Por mais que me esforce não consigo ver continuidade na economia e políticas sociais entre governos FHC e Lula.

Por: José Roberto de Toledo – O Estado de S.Paulo

Em 2012, o PT tornou-se o maior partido do Brasil em votos recebidos, eleitorado a governar e dinheiro arrecadado. O partido completa 10 anos de governo federal – o maior tempo contínuo de um mesmo grupo político no poder em períodos de democracia plena. Conquistou a maior cidade do país. A presidente está no auge da popularidade e tem quase 80% de apoio no Congresso, em média. Os dois favoritos para 2014 são do PT.

Reserva moral do PSDB – nas palavras de José Serra -, Fernando Henrique Cardoso descreve sua melancolia com a política partidária e defende a necessidade de “bradar e mostrar indignação e revolta, ainda que pouco se consiga de prático”. Quando a oposição está melancólica, a situação deveria estar exultante. Só que não.

O PT não sai das manchetes, mas por causa do outro lado da força. Condenada pelos ministros que pôs no Supremo Tribunal Federal, a cúpula que levou o partido ao sucesso vê-se na incômoda perspectiva de exercer o poder desde a cadeia. É um preço caro a pagar. Provavelmente caro demais.

As contradições entre o primeiro e o terceiro parágrafos alimentam a especulação: estará o PT no cume à beira do precipício? Ou desfruta a segurança de um espaçoso planalto?

No que depender das previsões das consultorias econômicas e dos “pundits” brasilienses, a derrocada é logo ali na frente.
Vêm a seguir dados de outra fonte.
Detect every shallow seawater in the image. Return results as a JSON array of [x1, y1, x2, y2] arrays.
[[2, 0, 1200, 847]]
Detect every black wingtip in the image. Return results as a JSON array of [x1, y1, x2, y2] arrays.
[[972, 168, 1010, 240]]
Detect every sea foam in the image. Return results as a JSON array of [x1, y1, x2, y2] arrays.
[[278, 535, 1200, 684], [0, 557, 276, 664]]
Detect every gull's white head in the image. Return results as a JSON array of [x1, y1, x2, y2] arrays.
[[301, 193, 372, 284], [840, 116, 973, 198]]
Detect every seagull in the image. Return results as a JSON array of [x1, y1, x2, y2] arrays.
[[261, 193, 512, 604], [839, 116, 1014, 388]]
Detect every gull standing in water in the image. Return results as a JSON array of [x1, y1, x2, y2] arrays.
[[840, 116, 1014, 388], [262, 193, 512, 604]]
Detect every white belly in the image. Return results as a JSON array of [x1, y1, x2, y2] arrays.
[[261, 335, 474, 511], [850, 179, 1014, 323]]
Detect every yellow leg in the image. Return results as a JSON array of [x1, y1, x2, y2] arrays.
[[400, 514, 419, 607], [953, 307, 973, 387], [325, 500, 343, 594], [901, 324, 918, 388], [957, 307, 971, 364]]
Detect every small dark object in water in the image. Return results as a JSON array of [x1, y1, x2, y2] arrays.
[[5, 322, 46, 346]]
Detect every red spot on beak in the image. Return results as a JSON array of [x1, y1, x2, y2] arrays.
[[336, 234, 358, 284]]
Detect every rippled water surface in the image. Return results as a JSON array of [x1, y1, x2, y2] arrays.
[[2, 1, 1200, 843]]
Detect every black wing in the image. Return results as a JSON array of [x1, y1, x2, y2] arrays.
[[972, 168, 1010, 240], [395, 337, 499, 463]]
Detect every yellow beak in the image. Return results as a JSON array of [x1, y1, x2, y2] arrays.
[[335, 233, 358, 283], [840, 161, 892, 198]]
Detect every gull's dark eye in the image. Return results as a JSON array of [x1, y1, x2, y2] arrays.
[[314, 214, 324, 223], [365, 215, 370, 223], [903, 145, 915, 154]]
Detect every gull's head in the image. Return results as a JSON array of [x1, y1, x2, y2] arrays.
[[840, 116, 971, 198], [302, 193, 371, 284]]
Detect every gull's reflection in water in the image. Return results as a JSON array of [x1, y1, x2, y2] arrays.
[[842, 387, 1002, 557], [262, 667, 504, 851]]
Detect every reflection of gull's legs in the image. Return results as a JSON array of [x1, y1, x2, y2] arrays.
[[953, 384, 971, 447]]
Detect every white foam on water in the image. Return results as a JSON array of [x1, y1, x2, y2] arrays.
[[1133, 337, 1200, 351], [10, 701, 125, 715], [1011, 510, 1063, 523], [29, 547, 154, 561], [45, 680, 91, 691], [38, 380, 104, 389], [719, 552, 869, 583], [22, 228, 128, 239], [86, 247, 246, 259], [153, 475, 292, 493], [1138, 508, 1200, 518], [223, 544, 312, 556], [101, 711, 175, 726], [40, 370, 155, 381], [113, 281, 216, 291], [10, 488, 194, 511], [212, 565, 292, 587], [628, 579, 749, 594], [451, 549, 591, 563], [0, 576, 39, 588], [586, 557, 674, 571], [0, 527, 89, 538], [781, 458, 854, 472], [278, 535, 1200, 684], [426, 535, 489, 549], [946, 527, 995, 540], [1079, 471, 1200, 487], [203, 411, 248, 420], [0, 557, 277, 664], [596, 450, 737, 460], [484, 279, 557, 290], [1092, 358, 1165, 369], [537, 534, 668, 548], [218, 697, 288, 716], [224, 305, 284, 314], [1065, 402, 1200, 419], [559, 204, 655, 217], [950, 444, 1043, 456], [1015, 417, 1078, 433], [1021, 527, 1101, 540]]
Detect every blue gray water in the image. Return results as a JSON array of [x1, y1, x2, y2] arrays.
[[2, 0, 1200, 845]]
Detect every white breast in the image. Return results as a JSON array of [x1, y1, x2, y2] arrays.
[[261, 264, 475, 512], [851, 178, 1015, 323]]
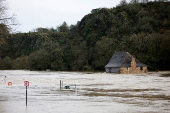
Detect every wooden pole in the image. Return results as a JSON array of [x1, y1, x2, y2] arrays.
[[26, 86, 27, 106]]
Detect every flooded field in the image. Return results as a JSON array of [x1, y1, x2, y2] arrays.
[[0, 70, 170, 113]]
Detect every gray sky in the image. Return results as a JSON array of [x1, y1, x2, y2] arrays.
[[7, 0, 123, 33]]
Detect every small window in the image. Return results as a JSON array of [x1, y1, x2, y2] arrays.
[[126, 67, 129, 71], [140, 67, 143, 70]]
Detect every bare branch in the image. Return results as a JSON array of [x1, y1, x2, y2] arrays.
[[0, 17, 13, 20]]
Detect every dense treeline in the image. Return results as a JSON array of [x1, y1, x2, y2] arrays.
[[0, 1, 170, 71]]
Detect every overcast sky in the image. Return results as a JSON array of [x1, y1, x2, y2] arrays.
[[7, 0, 124, 33]]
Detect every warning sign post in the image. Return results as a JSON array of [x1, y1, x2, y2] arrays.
[[24, 81, 29, 106], [24, 81, 29, 86]]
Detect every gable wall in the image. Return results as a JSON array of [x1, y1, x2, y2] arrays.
[[120, 58, 148, 74]]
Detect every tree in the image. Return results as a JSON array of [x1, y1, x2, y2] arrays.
[[0, 57, 2, 69], [0, 0, 17, 32], [57, 21, 69, 32], [67, 40, 88, 70], [1, 56, 13, 69], [28, 49, 51, 70], [0, 0, 17, 49], [119, 0, 128, 6], [0, 0, 9, 45], [0, 23, 9, 38], [91, 37, 118, 70], [12, 56, 29, 69], [51, 47, 67, 71], [130, 0, 139, 4], [1, 1, 170, 71]]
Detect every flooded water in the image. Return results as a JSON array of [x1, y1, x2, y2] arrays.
[[0, 70, 170, 113]]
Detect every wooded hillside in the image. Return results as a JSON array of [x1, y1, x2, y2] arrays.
[[0, 1, 170, 71]]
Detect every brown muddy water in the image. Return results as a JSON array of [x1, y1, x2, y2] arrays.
[[0, 70, 170, 113]]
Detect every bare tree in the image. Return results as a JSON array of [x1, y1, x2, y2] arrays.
[[0, 0, 17, 33], [0, 0, 18, 47]]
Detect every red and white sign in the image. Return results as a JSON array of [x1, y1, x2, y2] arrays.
[[24, 81, 29, 86], [8, 82, 12, 86]]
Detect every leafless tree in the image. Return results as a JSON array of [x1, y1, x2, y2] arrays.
[[0, 0, 18, 33], [0, 0, 18, 47]]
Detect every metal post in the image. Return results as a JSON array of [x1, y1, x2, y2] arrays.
[[26, 86, 27, 106], [75, 84, 77, 94], [62, 81, 63, 90], [60, 80, 61, 90]]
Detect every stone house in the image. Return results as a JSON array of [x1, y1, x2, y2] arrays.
[[105, 52, 148, 74]]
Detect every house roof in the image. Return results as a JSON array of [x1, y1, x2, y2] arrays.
[[105, 52, 147, 68]]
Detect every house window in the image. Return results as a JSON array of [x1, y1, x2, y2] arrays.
[[140, 67, 143, 70], [126, 67, 129, 71]]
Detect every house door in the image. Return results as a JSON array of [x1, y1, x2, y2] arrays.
[[109, 68, 111, 73]]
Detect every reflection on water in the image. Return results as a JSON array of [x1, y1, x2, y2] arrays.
[[0, 70, 170, 113]]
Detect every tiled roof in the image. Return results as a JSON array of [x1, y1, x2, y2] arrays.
[[105, 52, 147, 68]]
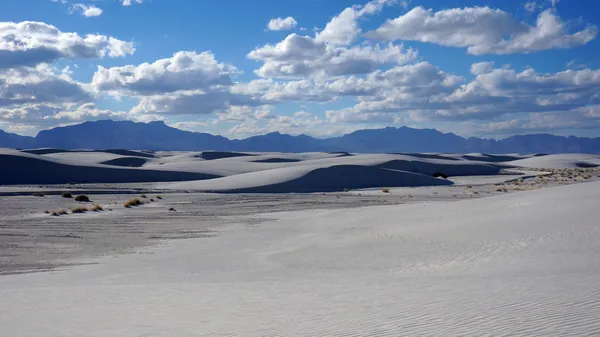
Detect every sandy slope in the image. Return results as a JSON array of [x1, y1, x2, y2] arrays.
[[1, 149, 509, 191], [509, 154, 600, 169], [1, 182, 599, 336], [161, 164, 453, 193], [0, 149, 220, 184]]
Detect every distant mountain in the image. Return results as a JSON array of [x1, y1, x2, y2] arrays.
[[1, 120, 600, 154], [35, 120, 231, 151], [0, 129, 36, 149]]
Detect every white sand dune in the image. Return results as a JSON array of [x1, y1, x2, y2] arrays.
[[161, 164, 452, 193], [1, 181, 599, 336], [0, 149, 220, 185], [0, 149, 524, 191], [155, 153, 503, 193], [509, 154, 600, 169]]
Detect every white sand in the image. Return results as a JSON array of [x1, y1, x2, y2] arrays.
[[509, 154, 600, 169], [1, 181, 600, 336], [1, 149, 509, 192]]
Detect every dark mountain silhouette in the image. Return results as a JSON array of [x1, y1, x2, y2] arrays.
[[1, 120, 600, 154], [0, 129, 36, 149]]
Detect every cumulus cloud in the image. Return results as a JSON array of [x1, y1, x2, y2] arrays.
[[267, 17, 298, 31], [92, 51, 239, 95], [369, 6, 597, 55], [0, 21, 134, 69], [0, 102, 127, 131], [69, 4, 103, 17], [0, 65, 91, 107], [315, 0, 395, 45], [248, 34, 416, 79], [122, 0, 143, 6], [325, 62, 600, 129]]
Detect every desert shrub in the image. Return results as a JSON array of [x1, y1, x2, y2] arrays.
[[90, 204, 104, 212], [75, 195, 90, 202], [124, 198, 144, 208], [169, 208, 177, 212], [61, 192, 73, 198], [343, 188, 350, 192], [44, 210, 50, 214], [71, 207, 88, 214], [433, 172, 448, 179], [156, 196, 163, 200], [51, 209, 68, 216], [150, 198, 155, 202], [140, 194, 147, 199], [496, 187, 508, 192], [466, 184, 472, 189], [381, 188, 390, 193]]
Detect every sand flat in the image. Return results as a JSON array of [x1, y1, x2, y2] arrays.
[[1, 182, 600, 336]]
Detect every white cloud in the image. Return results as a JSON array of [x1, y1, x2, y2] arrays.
[[470, 62, 495, 75], [322, 62, 600, 134], [69, 4, 103, 17], [92, 51, 239, 95], [0, 21, 134, 69], [0, 102, 127, 131], [315, 0, 395, 45], [122, 0, 143, 6], [369, 6, 597, 55], [524, 2, 539, 13], [267, 17, 298, 31], [0, 65, 91, 107], [248, 33, 416, 79]]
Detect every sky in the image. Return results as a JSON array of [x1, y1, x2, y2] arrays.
[[0, 0, 599, 139]]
O problema é que se tem mais chance de êxito apostando num cara ou coroa do que acreditando nas projeções de especialistas. Melhor olhar para trás e tentar entender como chegamos aqui.

A estabilização econômica propiciou a emergência de um mercado interno grande e ativo. Aumentos reais do salário mínimo diminuíram a desigualdade de renda e deram lastro para a popularização do crédito. A redução das taxas de juros rompeu o dique financeiro e deixou o dinheiro irrigar a economia. Nada disso é monopólio petista, mas foi o PT que, por oportunidade ou competência, melhor faturou eleitoralmente o processo.

Partidarizar ideias que são patrimônio nacional as enfraquece. Mercado de consumo de massa, menos desequilíbrio entre capital e trabalho, e diminuição da desigualdade de renda são conceitos sempre vulneráveis à reação de quem só se beneficia do mercado de luxo exclusivista, do “rentismo” e do “apartheid” social.

Há cada vez mais desinibidas declarações de que o aumento do salário mínimo é o problema e não a solução, de que há crédito demais para os pobres, de que bom mesmo era quando se podia ir a Paris ou Nova York sem correr o risco de ouvir português na rua.

É coincidência que essa desinibição suceda as condenações pelo STF dos malfeitos petistas? Ou que esteja entremeada a notícias de Pajeros, propinas e patifarias de parasitas do poder que tiveram sua janela de oportunidade durante o mandato do PT?

O risco embutido nos desmandos é que após a condenação das pessoas venha a condenação das ideias que mantiveram seus correligionários no poder. Mesmo que essas ideias não lhes pertençam, nem que elas, por si, tenham qualquer coisa a ver com a corrupção de quem as defendeu eleitoralmente.

Para o grosso da população, mais importante do que quem comanda do barco é que o caminho percorrido desde 1994 não seja interrompido ou, pior, feito em marcha à ré.

Dinheiro e poder. O PT lucrou com o poder. O partido movimentou R$ 1 bilhão na campanha de 2012. Foi a legenda que mais cresceu em arrecadação desde 2008: R$ 362 milhões a mais. Sua fatia cresceu no bolo financeiro dos partidos e a isso corresponderam mais prefeituras e vereadores. PSDB e PMDB arrecadaram proporcionalmente menos e viram sua influência municipal murchar. Dinheiro é voto.

Nem tanto ao precipício, nem tanto ao planalto. O PT tornou-se o maior partido em votos e eleitorado a governar, mas eles são apenas 20% do Brasil. Sua arrecadação é recorde, mas não passou de 17% do total. A presidente tem 80% de apoio no Congresso, mas perde votações com frequência, porque sua base parlamentar é movediça e infiel. Não há poder absoluto nem eterno.

Popularidade e favoritismo a dois anos da eleição valem tanto quanto ser o campeão do primeiro turno em campeonato por pontos corridos: nada – o Atlético Mineiro que o diga.